As I type this, it occurs to me that at this point, it would probably be easier to use the DOM to collect the contents rather than XPath, but I'm still interested to know if this is something that can be done.

The original version of the script is available on UserScripts.org.

+1  A: 

Although you're writing XPath expressions, to Javascript, they're just strings. You can concatenate strings.
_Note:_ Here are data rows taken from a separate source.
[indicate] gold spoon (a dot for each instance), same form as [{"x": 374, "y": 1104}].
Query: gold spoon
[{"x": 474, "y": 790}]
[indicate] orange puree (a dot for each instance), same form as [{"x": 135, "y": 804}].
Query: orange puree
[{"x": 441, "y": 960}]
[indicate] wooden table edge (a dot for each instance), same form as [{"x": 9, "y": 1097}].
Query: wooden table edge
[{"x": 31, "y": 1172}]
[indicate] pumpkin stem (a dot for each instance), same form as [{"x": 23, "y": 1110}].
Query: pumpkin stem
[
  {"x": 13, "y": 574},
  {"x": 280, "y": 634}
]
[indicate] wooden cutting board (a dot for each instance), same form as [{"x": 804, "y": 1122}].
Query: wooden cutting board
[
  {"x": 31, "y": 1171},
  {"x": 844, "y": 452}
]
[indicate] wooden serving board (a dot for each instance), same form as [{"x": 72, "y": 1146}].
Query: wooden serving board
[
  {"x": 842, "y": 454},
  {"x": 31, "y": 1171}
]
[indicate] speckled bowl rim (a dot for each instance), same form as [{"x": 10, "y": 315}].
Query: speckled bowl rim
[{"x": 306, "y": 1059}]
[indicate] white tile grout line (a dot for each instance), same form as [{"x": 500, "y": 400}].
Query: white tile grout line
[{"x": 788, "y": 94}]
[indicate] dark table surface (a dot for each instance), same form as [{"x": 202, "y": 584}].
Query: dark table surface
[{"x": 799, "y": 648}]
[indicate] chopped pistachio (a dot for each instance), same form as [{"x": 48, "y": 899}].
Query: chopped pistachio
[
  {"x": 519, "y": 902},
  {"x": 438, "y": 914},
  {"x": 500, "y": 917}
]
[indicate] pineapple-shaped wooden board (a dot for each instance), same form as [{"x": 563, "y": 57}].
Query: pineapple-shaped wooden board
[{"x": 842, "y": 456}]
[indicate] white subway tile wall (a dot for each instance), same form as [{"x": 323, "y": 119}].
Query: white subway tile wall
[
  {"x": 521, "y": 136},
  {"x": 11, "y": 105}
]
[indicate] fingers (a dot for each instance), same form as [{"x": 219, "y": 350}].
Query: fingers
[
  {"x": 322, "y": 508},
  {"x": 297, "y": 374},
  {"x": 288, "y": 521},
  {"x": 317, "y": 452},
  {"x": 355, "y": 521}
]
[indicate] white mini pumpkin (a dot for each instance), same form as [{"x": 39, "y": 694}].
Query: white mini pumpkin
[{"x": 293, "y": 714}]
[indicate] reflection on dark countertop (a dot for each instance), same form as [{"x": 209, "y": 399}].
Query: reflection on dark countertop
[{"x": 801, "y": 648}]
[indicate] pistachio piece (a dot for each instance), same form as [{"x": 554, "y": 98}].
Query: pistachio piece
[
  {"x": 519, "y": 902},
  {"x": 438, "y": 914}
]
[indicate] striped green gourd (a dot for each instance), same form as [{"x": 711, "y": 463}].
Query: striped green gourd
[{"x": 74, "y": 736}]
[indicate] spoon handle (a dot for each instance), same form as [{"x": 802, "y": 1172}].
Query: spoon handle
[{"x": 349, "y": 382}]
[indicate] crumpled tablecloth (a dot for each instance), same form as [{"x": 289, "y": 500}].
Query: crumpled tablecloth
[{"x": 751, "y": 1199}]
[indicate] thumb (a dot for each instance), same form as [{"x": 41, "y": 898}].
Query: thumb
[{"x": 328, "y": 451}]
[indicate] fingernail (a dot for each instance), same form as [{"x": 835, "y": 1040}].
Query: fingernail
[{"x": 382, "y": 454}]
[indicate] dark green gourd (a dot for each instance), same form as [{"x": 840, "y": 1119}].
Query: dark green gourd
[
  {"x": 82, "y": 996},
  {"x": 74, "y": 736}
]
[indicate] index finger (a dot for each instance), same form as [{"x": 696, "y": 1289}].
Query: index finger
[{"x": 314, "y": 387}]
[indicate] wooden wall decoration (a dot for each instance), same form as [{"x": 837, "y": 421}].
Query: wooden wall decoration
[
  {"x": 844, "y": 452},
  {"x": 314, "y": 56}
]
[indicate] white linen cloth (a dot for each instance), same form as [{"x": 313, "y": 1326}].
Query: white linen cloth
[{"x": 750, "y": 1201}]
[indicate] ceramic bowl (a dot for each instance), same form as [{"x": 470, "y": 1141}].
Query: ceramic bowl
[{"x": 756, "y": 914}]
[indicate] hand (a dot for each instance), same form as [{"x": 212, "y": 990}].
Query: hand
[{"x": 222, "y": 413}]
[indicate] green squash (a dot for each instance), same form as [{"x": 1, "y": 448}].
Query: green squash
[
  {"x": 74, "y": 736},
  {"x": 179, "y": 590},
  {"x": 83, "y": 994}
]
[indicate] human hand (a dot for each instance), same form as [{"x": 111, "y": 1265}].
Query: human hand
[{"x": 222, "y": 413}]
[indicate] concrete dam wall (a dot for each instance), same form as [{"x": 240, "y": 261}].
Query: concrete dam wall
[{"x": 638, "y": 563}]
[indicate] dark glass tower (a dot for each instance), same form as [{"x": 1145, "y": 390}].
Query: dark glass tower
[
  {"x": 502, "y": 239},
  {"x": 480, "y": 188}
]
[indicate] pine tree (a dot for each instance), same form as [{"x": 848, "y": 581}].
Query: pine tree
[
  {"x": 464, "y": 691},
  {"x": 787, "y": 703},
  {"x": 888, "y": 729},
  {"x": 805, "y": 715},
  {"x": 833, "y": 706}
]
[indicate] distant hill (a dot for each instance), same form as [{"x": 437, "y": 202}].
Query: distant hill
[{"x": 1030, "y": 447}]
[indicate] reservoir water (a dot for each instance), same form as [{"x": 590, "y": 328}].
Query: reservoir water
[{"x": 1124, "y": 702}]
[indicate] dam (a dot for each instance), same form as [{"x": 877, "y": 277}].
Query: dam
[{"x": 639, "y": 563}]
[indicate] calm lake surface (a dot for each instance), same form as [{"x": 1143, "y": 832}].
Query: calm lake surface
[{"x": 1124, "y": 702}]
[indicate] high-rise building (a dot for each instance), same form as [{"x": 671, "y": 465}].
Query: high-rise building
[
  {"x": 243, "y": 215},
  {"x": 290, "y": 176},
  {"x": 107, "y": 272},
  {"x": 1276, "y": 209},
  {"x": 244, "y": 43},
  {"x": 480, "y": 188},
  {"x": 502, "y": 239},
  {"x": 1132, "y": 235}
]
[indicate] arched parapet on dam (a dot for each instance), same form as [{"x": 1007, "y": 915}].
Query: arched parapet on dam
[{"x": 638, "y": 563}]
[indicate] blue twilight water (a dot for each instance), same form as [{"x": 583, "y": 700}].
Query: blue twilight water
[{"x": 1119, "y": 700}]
var xpContents = xpHeader + "/following-sibling::*["
  + "following-sibling::h2[1] = " + xpHeader + "/following-sibling::h2[1]"
  + "]";

Now your header expression can get as complicated as you want without affecting the complexity of the assignment of content expression. The XPath evaluator will still have to parse the whole string, and if there is no optimization of the query, then it may get evaluated multiple times, but even that might be fast enough that it doesn't matter.

Rob Kennedy
That's actually not a bad thought. It certainly addresses the maintenance issue. :-)
Ben Blank
+1  A: 

You can use jQuery or another JavaScript framework to make working with the DOM easier.

Example:

// ==UserScript==
// @name           MyScript
// @namespace      http://example.com
// @description    Example
// @include        *
//
// @require     http://ajax.googleapis.com/ajax/libs/jquery/1.3.1/jquery.min.js
// ==/UserScript==

$('h2[some crazy attributes...]').each(function() {
  // Do something
});

Check out the jQuery reference for more info on selecting and traversing DOM elements via XPath attributes.

jQuery Selectors

jQuery Traversal

jQuery next()

jQuery nextAll()

Daniel X Moore
+1  A: 

It sounds like using the DOM will be a bit easier, once you use XPath to collect things at that level. Assuming you use no framework, something along the lines of:

var nodes = document.evaluate("//h2[a/@name='section-References' or a/@name='References']/following-sibling::*", document, null, XPathResult.ORDERED_NODE_SNAPSHOT_TYPE, null);
var contents=[];
if (nodes.snapshotLength>0) contents.push(new Array());
var currentGroup=0;
for (var i=0;i<nodes.snapshotLength;i++) {
  if (nodes.shapshotItem(i)==<your favorite way to detect the right flavor of h2 element>) {
    currentGroup++;
    contents.push(new Array());
    continue;
  }
  contents[currentGroup].push(nodes.snapshotItem(i));
}

It's a bit verbose, but you'll end up with an array of arrays of items between interesting h2 nodes.